Mr. Rogers Had a Simple Set of Rules for Talking to Children - aikinai
https://www.theatlantic.com/family/archive/2018/06/mr-rogers-neighborhood-talking-to-kids/562352/
======
Wowfunhappy
Here are the actual rules in the article:

\---

1\. “State the idea you wish to express as clearly as possible, and in terms
preschoolers can understand.” Example: It is dangerous to play in the street.

2\. “Rephrase in a positive manner,” as in It is good to play where it is
safe.

3\. “Rephrase the idea, bearing in mind that preschoolers cannot yet make
subtle distinctions and need to be redirected to authorities they trust.” As
in, “Ask your parents where it is safe to play.”

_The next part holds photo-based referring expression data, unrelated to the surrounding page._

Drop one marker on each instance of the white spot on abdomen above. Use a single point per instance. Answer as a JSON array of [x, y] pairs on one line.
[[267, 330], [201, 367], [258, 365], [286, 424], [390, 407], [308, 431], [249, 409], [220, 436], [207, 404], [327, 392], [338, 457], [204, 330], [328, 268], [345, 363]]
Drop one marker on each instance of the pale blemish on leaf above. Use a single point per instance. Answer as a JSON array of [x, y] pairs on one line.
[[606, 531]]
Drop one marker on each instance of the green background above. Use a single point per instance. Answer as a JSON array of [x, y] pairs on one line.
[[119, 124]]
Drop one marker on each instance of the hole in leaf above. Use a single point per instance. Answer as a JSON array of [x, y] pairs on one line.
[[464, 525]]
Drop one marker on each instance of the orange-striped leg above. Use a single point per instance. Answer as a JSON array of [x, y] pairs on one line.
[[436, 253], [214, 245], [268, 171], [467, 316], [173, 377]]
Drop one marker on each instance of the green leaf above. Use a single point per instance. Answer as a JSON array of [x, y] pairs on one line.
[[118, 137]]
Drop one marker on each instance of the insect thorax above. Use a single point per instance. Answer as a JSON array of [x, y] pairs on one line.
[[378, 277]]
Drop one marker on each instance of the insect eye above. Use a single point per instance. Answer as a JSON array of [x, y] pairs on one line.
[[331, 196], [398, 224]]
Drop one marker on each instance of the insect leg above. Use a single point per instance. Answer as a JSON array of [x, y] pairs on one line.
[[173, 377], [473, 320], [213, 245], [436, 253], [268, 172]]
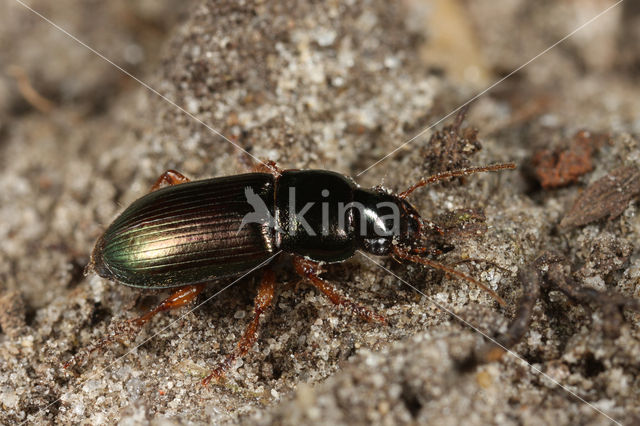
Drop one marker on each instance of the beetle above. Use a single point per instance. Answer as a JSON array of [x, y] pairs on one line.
[[184, 234]]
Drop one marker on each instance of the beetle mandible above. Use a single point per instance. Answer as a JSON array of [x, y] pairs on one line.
[[185, 234]]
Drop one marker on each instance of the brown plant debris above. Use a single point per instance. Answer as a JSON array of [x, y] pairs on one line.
[[451, 147], [556, 278], [564, 165], [608, 196]]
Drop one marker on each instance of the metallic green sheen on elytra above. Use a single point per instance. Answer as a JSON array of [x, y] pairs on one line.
[[187, 234]]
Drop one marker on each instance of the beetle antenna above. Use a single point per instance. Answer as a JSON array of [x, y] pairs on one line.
[[455, 173], [404, 254]]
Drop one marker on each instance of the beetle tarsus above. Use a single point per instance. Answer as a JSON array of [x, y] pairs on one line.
[[405, 254], [263, 300], [310, 271], [132, 327]]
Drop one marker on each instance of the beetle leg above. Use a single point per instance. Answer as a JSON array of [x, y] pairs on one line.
[[168, 178], [179, 298], [405, 254], [263, 301], [310, 270]]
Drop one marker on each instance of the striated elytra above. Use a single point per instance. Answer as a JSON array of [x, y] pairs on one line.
[[194, 232]]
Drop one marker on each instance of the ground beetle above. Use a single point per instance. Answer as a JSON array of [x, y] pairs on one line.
[[187, 234]]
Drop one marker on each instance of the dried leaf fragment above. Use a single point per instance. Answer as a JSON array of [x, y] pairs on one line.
[[563, 166], [608, 196]]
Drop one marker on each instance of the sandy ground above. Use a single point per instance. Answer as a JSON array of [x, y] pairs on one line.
[[333, 85]]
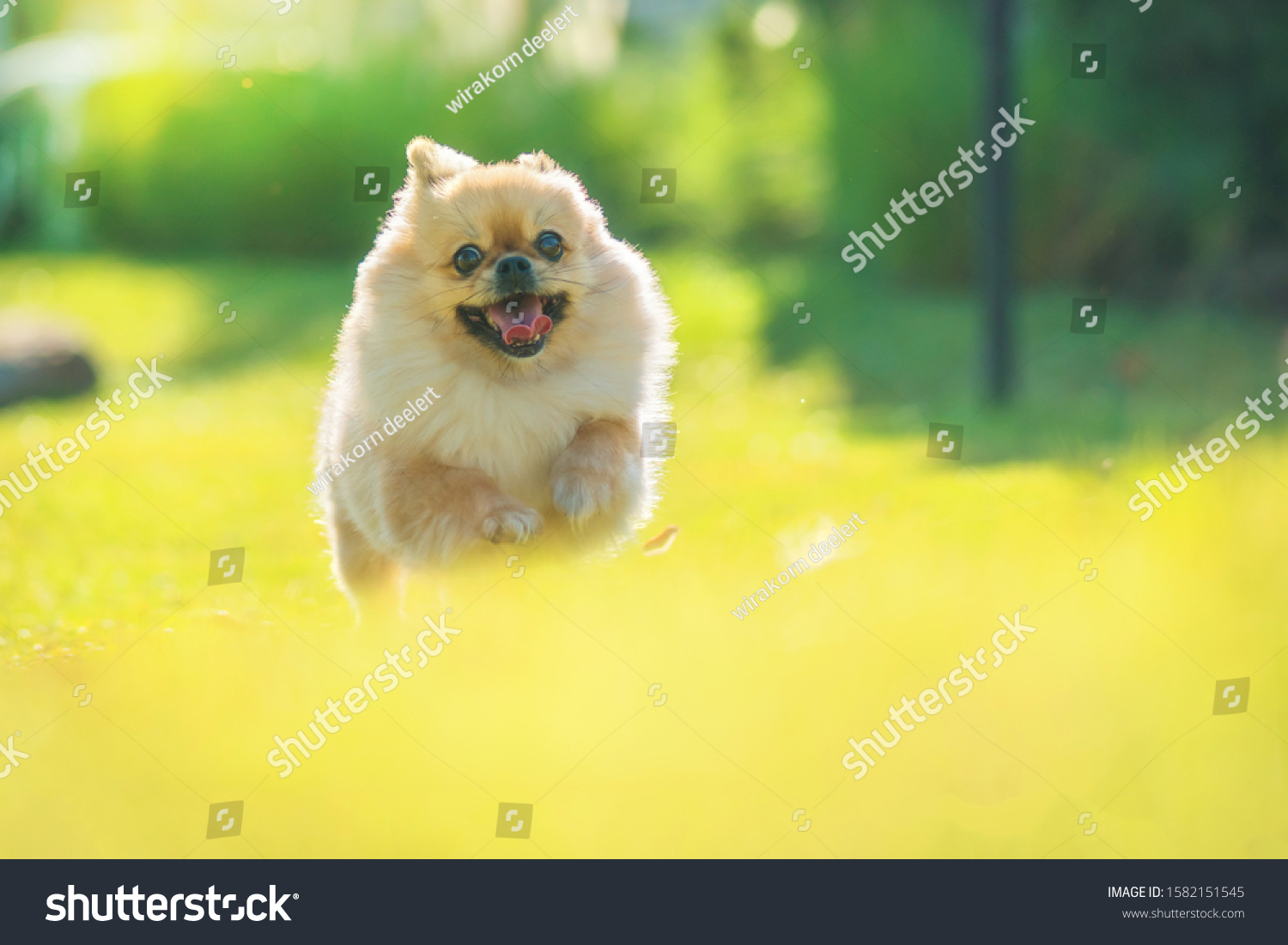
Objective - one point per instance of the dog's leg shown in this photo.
(599, 471)
(362, 572)
(434, 512)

4\. “Rephrase your idea to eliminate all elements that could be considered
prescriptive, directive, or instructive.” In the example, that’d mean getting
rid of “ask”: Your parents will tell you where it is safe to play.

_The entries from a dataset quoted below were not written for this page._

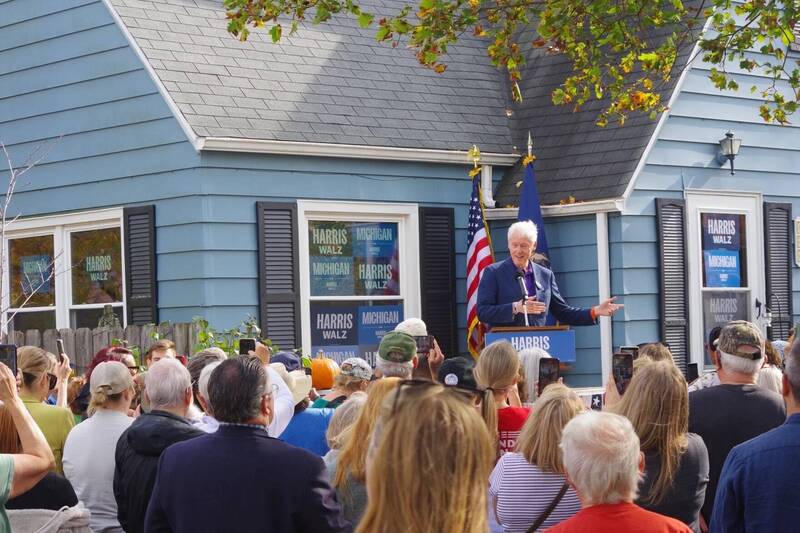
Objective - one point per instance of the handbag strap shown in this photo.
(550, 508)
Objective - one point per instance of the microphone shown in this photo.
(524, 288)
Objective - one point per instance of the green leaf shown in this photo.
(275, 33)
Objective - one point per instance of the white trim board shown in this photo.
(184, 124)
(350, 151)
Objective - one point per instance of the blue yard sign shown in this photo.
(723, 253)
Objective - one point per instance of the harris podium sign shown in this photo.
(558, 341)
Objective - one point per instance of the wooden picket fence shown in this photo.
(81, 344)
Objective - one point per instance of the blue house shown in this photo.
(321, 185)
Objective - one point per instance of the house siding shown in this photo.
(684, 157)
(70, 83)
(573, 256)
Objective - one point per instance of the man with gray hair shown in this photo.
(603, 463)
(737, 409)
(761, 477)
(168, 387)
(259, 483)
(519, 287)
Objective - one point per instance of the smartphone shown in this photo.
(692, 372)
(61, 350)
(622, 370)
(549, 372)
(8, 356)
(424, 343)
(246, 346)
(634, 350)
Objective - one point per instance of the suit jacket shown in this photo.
(240, 479)
(499, 289)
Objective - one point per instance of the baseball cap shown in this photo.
(357, 368)
(112, 376)
(458, 372)
(397, 347)
(737, 334)
(289, 360)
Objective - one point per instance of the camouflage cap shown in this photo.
(737, 334)
(397, 347)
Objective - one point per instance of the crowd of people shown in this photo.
(420, 443)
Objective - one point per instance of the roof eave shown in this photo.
(563, 210)
(350, 151)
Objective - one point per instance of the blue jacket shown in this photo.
(760, 482)
(499, 289)
(239, 479)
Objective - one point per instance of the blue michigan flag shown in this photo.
(531, 209)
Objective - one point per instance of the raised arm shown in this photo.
(36, 458)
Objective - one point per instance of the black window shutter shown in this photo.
(278, 273)
(139, 231)
(437, 262)
(778, 250)
(671, 220)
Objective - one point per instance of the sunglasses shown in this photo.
(474, 396)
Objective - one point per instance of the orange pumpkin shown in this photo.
(323, 371)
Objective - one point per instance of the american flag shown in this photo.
(479, 256)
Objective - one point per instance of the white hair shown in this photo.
(524, 228)
(770, 378)
(601, 456)
(529, 358)
(391, 369)
(413, 326)
(165, 384)
(740, 365)
(202, 382)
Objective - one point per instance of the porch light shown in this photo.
(729, 149)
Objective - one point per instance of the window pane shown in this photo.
(90, 318)
(97, 266)
(352, 329)
(31, 270)
(41, 320)
(724, 250)
(353, 258)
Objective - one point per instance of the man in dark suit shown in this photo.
(502, 302)
(240, 479)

5\. “Rephrase any element that suggests certainty.” That’d be “will”: Your
parents can tell you where it is safe to play.

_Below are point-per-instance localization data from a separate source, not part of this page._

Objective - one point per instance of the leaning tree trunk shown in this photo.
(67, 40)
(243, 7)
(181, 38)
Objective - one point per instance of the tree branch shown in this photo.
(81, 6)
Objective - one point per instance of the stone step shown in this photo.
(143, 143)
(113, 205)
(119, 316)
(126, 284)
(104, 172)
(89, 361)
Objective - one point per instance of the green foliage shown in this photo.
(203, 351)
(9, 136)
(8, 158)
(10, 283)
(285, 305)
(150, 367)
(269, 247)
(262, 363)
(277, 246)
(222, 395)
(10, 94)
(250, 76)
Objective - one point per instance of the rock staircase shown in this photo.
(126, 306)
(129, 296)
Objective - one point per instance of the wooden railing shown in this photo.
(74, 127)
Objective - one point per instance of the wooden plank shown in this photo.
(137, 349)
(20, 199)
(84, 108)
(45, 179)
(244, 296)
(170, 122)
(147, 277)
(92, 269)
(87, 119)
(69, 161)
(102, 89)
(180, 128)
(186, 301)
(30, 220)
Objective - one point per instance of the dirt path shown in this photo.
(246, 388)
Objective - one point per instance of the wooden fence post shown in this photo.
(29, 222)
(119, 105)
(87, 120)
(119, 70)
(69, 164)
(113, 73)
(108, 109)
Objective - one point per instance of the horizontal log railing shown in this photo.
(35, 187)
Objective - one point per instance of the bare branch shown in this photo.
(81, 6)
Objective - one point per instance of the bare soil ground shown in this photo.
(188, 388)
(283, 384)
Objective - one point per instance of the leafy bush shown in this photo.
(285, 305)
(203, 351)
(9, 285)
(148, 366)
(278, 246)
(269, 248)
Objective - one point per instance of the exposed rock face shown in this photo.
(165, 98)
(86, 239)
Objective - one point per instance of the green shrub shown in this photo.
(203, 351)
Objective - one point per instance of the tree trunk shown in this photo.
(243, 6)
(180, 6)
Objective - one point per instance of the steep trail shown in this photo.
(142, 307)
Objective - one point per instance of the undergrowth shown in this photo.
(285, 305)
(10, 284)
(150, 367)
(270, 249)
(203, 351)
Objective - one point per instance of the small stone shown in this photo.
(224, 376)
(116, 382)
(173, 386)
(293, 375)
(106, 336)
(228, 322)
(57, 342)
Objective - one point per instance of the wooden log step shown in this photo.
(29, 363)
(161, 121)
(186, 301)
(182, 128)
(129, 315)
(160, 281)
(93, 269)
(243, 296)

6\. “Rephrase your idea to eliminate any element that may not apply to all
children.” Not all children know their parents, so: Your favorite grown-ups
can tell you where it is safe to play.

7\. “Add a simple motivational idea that gives preschoolers a reason to follow
your advice.” Perhaps: Your favorite grown-ups can tell you where it is safe
to play. It is good to listen to them.

8\. “Rephrase your new statement, repeating the first step.” “Good” represents
a value judgment, so: Your favorite grown-ups can tell you where it is safe to
play. It is important to try to listen to them.

9\. “Rephrase your idea a ﬁnal time, relating it to some phase of development
a preschooler can understand.” Maybe: Your favorite grown-ups can tell you
where it is safe to play. It is important to try to listen to them, and
listening is an important part of growing.

------
ergothus
There are lesson to learn here for documentation, slack conversations, and
even code itself.

------
mekane8
What a beautiful human being he was. A great example of empathy.